Penulis.. Banyak memang para penulis di kampung Tangerangku. Penulis fiksi, horor, fantasi, non fiksi, drama, dan lain-lain. Dari sekian banyak para penulis itu, ada yang rajin menghasilkan karya, ada yang sedikit, ada rutin menghasilkan sebuah buku dalam hitungan bulanan atau tahunan, ada yang kepentok tembok penghalang alias karyanya buntung tak pernah selesai, dan ada yang membuat karya untuk konsumsi dirinya sendiri tidak dikirim ke suatu media.
Di antara penulis-penulis yang berserakan di berbagai daerah dalam satu wilayah tangerang ada yang berinisiatif membuat suatu perkumpulan. Entah ada berapa perkumpulan yang mereka buat. Masing-masing perkumpulan itu memiliki tujuan yang hampir sama meskipun ada perbedaan sedikit menyangkut kepentingan masing-masing perkumpulan itu. Juga dari tiap perkumpulan itu ada yang bertahan lama dan mempunyai beragam aktivitas dan ada yang tinggal namanya saja alias bubar.

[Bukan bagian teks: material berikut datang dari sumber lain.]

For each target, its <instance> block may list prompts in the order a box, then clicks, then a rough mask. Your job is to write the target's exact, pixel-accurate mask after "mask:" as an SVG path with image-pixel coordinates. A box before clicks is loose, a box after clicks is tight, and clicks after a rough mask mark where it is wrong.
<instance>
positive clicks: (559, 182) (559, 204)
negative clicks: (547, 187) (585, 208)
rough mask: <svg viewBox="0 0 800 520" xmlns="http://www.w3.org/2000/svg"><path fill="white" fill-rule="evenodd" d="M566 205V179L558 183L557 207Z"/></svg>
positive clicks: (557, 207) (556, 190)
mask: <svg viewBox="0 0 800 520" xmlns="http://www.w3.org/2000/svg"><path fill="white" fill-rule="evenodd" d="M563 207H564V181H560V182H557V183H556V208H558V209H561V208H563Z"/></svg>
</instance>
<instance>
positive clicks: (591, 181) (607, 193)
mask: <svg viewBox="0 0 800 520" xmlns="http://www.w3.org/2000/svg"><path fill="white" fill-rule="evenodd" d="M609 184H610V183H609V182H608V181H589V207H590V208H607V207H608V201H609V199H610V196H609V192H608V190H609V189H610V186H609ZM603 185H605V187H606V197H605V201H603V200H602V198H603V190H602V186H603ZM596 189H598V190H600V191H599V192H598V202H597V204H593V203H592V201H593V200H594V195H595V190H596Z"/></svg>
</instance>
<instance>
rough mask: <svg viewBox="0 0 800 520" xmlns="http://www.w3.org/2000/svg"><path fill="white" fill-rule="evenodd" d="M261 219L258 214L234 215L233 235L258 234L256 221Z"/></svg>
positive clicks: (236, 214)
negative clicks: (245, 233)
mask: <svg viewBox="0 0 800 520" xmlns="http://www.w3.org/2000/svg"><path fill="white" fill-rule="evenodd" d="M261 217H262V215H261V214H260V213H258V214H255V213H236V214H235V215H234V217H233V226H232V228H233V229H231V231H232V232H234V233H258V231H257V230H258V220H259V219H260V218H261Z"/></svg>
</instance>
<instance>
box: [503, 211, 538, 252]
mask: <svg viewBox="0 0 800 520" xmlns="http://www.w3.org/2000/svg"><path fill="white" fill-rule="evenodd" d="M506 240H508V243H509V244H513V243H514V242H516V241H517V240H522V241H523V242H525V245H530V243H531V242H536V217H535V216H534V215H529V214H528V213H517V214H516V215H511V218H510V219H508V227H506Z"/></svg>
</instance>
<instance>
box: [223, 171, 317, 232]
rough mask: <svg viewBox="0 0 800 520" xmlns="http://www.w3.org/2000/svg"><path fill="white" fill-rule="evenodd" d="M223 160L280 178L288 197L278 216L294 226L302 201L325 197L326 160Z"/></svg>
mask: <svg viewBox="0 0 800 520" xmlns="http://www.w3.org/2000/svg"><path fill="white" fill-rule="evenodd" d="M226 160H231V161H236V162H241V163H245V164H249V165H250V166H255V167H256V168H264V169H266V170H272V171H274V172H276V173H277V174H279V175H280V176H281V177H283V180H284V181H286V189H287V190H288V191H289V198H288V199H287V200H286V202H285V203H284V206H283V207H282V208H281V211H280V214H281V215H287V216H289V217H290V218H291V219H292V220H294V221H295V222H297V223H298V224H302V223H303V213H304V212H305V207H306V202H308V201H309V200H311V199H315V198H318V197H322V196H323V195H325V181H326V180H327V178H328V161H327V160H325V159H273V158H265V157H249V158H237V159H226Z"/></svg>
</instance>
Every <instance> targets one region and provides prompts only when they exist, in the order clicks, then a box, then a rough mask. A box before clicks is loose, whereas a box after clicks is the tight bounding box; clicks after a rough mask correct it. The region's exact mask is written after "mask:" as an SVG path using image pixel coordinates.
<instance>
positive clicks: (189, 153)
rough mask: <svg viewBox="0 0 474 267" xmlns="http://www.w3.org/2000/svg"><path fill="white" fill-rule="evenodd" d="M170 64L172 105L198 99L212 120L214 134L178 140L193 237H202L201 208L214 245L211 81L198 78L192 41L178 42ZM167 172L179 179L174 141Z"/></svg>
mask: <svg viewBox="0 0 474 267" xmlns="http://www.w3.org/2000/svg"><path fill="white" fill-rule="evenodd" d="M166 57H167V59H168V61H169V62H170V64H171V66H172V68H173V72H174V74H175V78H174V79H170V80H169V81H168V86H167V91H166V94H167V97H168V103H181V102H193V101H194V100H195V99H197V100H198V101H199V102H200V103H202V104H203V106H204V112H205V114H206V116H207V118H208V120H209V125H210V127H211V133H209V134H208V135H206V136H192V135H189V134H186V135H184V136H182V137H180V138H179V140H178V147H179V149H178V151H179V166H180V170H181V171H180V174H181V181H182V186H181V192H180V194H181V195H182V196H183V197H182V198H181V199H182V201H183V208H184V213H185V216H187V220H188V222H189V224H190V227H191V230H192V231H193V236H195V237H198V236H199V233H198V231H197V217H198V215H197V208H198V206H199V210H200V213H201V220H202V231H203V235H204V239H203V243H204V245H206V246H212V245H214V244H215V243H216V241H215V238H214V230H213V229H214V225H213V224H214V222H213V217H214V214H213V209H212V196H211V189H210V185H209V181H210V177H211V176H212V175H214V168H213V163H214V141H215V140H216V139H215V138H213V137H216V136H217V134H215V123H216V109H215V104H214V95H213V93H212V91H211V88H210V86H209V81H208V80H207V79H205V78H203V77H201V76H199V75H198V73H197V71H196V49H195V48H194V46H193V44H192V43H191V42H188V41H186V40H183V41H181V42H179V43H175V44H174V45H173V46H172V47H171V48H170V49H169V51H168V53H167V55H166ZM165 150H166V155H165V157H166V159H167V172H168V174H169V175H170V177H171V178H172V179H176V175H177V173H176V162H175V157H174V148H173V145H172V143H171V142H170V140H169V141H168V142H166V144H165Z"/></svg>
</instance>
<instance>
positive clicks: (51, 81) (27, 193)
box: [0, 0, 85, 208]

Didirikan juga di sana sebuah wadah untuk seluruh para penulis di daerah itu, menyamakan tujuan untuk mengembangkan potensi menulis, menyalurkan tulisan yang berkualitas dan enak dikonsumsi para pembaca, dan berbagai tujuan lainnya dalam koridor kepenulisan. Namun, meskipun ada wadah itu belum semua penulis bergabung, mungkin dikarenakan belum tahu, atau merasa belum waktunya bergabung, atau memang tidak mau karena egonya yang tinggi.
Itu semua tak masalah bagiku. Mau berkelompok atau tidak berkelompok, itu adalah hak masing-masing penulis menciptakan kampung penulisnya. Apakah mereka membuat kampung penulis dengan memperbanyak bahan bacaan di rak bukunya atau berkerumun dengan sesama penulis lainnya itulah kampung penulis mereka.
Tentu aku punya sendiri kampung penulisku. Kampung itu tidak terpaku di suatu daerah. Ia berupa perkumpulan pastinya, tidak benar-benar terikat pada suatu tempat karena ia tidak dibatasi suatu ruang, tidak dikaitkan dengan waktu karena ia menembus dimensi waktu.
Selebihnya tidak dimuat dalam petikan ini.